In the wake of the bank rate-rigging scandal, Bob Diamond, Barclays chief executive, announced his resignation from the post with immediate effect, on Tuesday.

In a statement, Diamond, who faced mounting calls to step down, said he made the decision as the external pressure on the bank has reached a level that risks "damaging the franchise".

Barclays Bank was fined a record $450m last week, for attempting to manipulate the London interbank offered rate, Libor, during the financial crisis between 2005 and 2009. Libor is a measure of how much banks have to pay to borrow from their rival and is worked out every day from estimates submitted by the major banks of their own interbank lending costs.

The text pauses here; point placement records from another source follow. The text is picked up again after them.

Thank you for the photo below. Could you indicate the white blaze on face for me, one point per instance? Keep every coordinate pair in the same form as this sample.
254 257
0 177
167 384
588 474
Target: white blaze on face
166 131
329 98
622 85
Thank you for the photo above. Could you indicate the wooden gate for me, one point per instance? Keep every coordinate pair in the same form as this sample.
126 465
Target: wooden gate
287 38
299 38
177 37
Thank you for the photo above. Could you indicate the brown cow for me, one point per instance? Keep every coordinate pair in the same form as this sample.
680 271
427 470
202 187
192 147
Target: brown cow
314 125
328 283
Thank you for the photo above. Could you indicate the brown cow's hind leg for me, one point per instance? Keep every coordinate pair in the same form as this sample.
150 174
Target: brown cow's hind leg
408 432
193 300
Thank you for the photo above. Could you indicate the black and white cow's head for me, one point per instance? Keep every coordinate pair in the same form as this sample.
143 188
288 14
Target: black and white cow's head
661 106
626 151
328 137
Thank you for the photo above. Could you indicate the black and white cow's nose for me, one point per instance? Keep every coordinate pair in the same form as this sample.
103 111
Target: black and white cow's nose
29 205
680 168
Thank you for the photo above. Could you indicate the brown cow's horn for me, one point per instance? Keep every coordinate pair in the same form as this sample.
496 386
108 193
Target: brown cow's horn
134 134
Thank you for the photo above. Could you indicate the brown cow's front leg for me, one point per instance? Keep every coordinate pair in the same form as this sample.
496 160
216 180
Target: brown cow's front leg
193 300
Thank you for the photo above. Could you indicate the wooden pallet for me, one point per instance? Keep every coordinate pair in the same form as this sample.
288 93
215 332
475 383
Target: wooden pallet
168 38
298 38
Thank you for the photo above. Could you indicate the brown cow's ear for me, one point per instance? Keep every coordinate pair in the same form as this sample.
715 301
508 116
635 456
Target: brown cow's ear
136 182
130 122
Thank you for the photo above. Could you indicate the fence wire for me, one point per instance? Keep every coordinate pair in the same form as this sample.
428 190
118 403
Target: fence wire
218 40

The question is; how widespread is this malignancy? How widespread is this financial deception?
edit on 5-7-2012 by chemistry because: extra info

posted on Jul, 5 2012 @ 09:37 AM
reply to post by chemistry

By definition, it has to be widespread. In order to manipulate markets you either need a controlling a stake of the market (like Glencore in the minerals sector) or you need agreement with the other major players. Barclays is one of the worlds bigger banks but it by no means has market control - this means that collusion had to have happened on a massive scale.

The shame is that the ordinary joe's that work on the counters of banks all over the world will be tarred with the same brush as the tiny amount of people actually involved at each financial house. For example, Barclays claim only 14 staff were involved at their end - not the tens of thousands that work for Barclays.

posted on Jul, 5 2012 @ 10:49 AM
reply to post by Flavian

Good comment. Thanks for sharing.

posted on Jul, 15 2012 @ 12:27 PM
This comes from the BBC today:

Senior managers at Barclays have warned staff in an internal memo that the Libor scandal will envelop other banks.

The memo circulated on Friday said that revelations about its rivals would "put in perspective" Barclays' culpability.

Meanwhile Barclays' former chief operating officer Jerry del Missier will answer MPs' questions on Monday.

I always knew that Barclays was only the tip of the iceberg. Criminals the lot of 'em!